Few experiences seem so damning as a decent blessing. Give me a dream Coming True and a raft of childhood training kicks in, lessons cautioning about hatching chickens, gift horses, and turning worms. The subtext of all of them seemed to focus on the inevitable fickleness of fate. Good luck prefaces bad. Success breeds failure. Lucky streaks end. Eventually, we're all damned. My parents were no pessimists, but they'd lived through The Great Depression, experiencing how wishing doesn't always make things so and just how cruel life can sometimes feel. They'd counsel us kids to never prop our hopes up too high. I guess they were lovingly trying to prevent us from injuring ourselves when (not if!) we fell. The lesson I took away told me to stay low to the ground, not precisely crawling everywhere on my belly, but by all means, staying off high horses. It probably didn't help that when I was five, a neighbor invited me to ride her enormous horse, which I promptly fell off of. We ultimately teach ourselves life's lessons, often by misconstruction.

I should not feel at all surprised if I instinctively duck when I experience good luck.
I secretly hope nobody will notice and I sense that I should keep the blessed event secret. I muster no victory parade, no celebratory cotillion. I sense that if I ever had a million dollars, somebody would set about trying to separate me from it, perhaps violently. I aspire to be a genuine nobody lest I tempt the crueler fates. I'm hoping now that it might not be too late to change this tune and revel in my current good fortune, for The Muse and I seem to be experiencing an authentic dream ComingTrue. Whatever should we do in response? Were it not for This Damned Pandemic, we'd invite the world over to sit beneath our beatific apricot tree so recently recovered from a killing virus or to sit around our freshly organized living room, just talking, continuing a conversation genuinely worth having while sipping fine wine.

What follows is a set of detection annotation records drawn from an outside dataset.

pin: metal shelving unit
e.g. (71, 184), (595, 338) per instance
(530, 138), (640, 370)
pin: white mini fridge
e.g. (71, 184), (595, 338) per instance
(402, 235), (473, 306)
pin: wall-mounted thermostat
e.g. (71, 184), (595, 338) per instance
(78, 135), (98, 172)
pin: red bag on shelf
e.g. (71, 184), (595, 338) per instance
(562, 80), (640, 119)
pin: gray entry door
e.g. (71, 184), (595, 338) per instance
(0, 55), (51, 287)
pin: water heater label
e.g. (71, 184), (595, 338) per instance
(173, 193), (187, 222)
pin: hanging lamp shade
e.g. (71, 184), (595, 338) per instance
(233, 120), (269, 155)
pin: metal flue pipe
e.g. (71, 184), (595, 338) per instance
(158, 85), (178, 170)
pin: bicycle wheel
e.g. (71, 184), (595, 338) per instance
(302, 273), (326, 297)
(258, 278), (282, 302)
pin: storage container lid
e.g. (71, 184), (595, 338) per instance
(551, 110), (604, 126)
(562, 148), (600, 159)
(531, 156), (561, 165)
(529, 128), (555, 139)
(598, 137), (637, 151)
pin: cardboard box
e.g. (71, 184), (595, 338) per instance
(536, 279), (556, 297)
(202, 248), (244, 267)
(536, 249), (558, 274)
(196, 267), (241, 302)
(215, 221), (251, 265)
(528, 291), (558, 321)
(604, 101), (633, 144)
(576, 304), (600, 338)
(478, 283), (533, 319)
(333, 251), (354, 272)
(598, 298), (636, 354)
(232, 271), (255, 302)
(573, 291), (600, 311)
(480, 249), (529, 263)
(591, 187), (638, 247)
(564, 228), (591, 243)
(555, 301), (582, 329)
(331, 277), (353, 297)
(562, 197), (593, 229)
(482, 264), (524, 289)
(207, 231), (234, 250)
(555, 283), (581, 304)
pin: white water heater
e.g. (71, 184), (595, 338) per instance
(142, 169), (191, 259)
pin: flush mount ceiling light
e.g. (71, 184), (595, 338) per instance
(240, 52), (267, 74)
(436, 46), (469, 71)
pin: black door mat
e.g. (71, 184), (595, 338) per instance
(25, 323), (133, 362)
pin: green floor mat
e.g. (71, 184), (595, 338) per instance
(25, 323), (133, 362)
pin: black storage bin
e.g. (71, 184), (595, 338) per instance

Our instincts tell us to share this blessing but conditions inhibit us from accomplishing this as we'd prefer.

One of the better ways to blunt any blessing involves a curious kind of judging. Since nothing's perfect, a gap always exists between any good and what it might have been if perfect. An old New Yorker cartoon depicts a man and God walking across the top of a bank of clouds, with the man asking, "Is it always cloudy here?" As if he'd found heaven disappointing. We innocently ask after the best solutions though we should know that best absolutely does not exist. Are we trying to disappoint ourselves by seeking the best of everything? We seem to struggle with settling for "simply" good enough, as if we needed to over-inflate our expectations to somehow motivate even modest actions. I do not want to go seeking the best place for dinner, and it often seems that some stumbled-upon joint turns out to be plenty perfect, even if Trip Advisor never rated it anything special. For me, The Best is something different from what anybody tells me it is.

My back aches this morning from stooping and crawling, cleaning out a weedy patch in the yard. I carried a half dozen muck buckets out to the green waste receptacle and covered myself with dust in the process. By five going on six, I'd successfully exhausted myself again. I sat myself down and smiled with deep satisfaction. The yard, my yard, was coming along just fine. Its future looks even brighter. Mine, too. I cannot cross the yard without spotting an errant weed, one I'd missed on my last pass, and I don't see any absence of perfection in this. I see an extension of a purpose for walking across this blessed yard again, smiling. I hope that I never successfully catch up to anything but continuing pursuit. Should I meet the best on the road, I'll just keep on going, understanding that the best, even if it existed, never was really worth knowing. Plenty and enough carry more than enough satisfaction for me. Perfect ain't perfection, for that's first found surrounded by weeds. Stooping to correct the problem, a truly fortunate one might find their calling and come to recognize how stooping serves as the perfection they were innocently seeking. My future promises even more weeding. Happily ever after, indeed!